Congress is putting the final touches on legislation that would limit the Pentagon’s ability to award cost-type contracts to defense companies.
The measure, in the final House-Senate defense authorization bill unveiled Tuesday, is a slightly-modified version of contracting limitations Sen. Claire McCaskill (D-Mo.) added to an earlier version of the legislation.
House and Senate negotiators agreed to the contracting limitations not long after the Pentagon recognized, in its revised Better Buying Power guidance, that varied types of business deals–including cost-type contracts lawmakers like to criticize–are appropriate at different times (Defense Daily, Nov. 15).
House and Senate conference committee members–who finished reconciling their chambers’ version of the bill on Tuesday–were faced with language in the Senate legislation that banned the use of cost-type contracts for the production of major defense-acquisition programs unless the under secretary of defense for acquisition, technology, and logistics determines that type of contract is needed to ensure the capability is provided in a timely and cost-effective way.
The House conferees–members of the often-industry-friendly House Armed Services Committee–sought changes to that Senate measure to ensure the under secretary has appropriate discretion to allow for cost-type contracting at times.
“The conferees believe that the Department of Defense should select the contract type for a production program that is consistent with the level of risk for the program,” the conference committee says in its Joint Explanatory Statement. “Consistent with sound acquisition practice, however, very few major defense acquisition programs should be in production unless program risk has already been reduced to a manageable level. Therefore, the conferees expect the under secretary to be judicious in applying the authority to grant exceptions (to the cost-plus prohibition) under this provision.”
The actual House-Senate compromise bill directs the defense secretary to modify the Pentagon’s acquisition regulations within 120 days of the bill’s enactment “to prohibit the (Defense) Department from entering into cost-type contracts for the production of major defense acquisition programs,” with exceptions.
The bill says the prohibition will not apply if the under secretary provides written certification to the congressional defense committees that a cost-type contact is required for the capability’s timely and cost-effective production. It further says that when exceptions are granted, “the under secretary shall take affirmative steps to make sure that the use of cost-type pricing is limited to only those line items or portions of the contract where such pricing is needed to achieve the purposes of the exception.”
The conference committee unveiled the final bill Tuesday, and the House is poised to pass it today.
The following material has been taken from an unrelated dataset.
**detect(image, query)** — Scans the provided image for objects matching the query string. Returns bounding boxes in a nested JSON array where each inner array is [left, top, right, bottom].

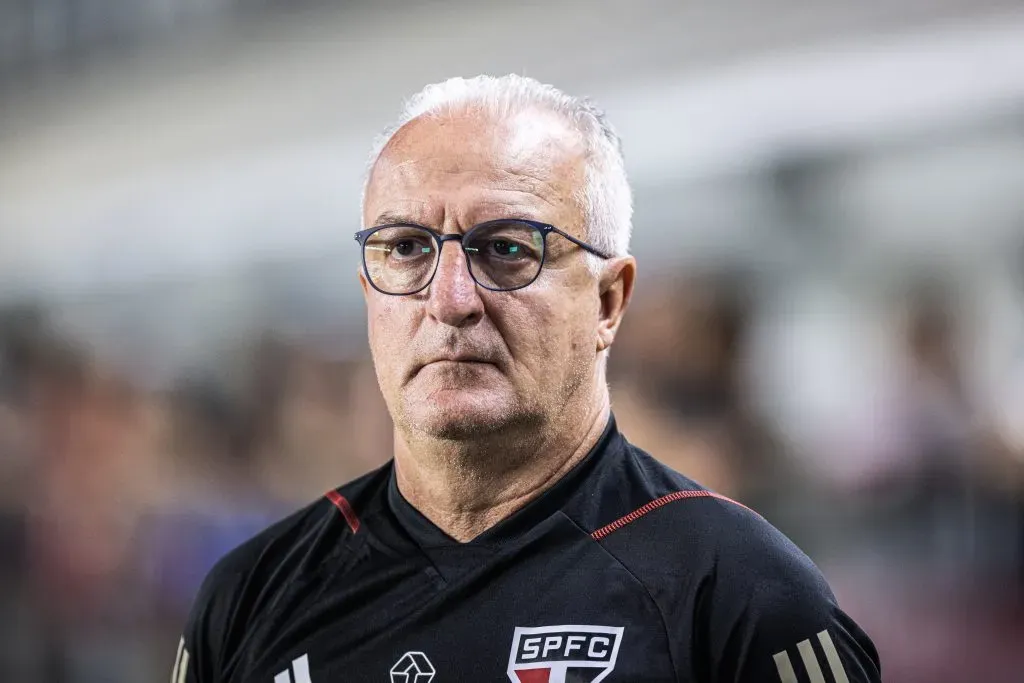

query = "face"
[[361, 108, 632, 441]]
Then the Senate is expected to quickly pass it and send it to President Barack Obama for his signature before the weekend.
Frank Kendall, the under secretary of defense for acquisition, technology, and logistics, said this fall that the Pentagon’s new Better Buying Power initiative—the “2.0” version—recognizes that need for multiple types of contracts. The Pentagon’s first Better Buying Power effort overemphasized the need for fixed-price, incentive-fee contracts, he said.
“We want them to use the right type of contract for whatever it is they’re doing,” Kendall said in September. “We have eight contract types for a reason.” (Defense Daily, Sept. 20).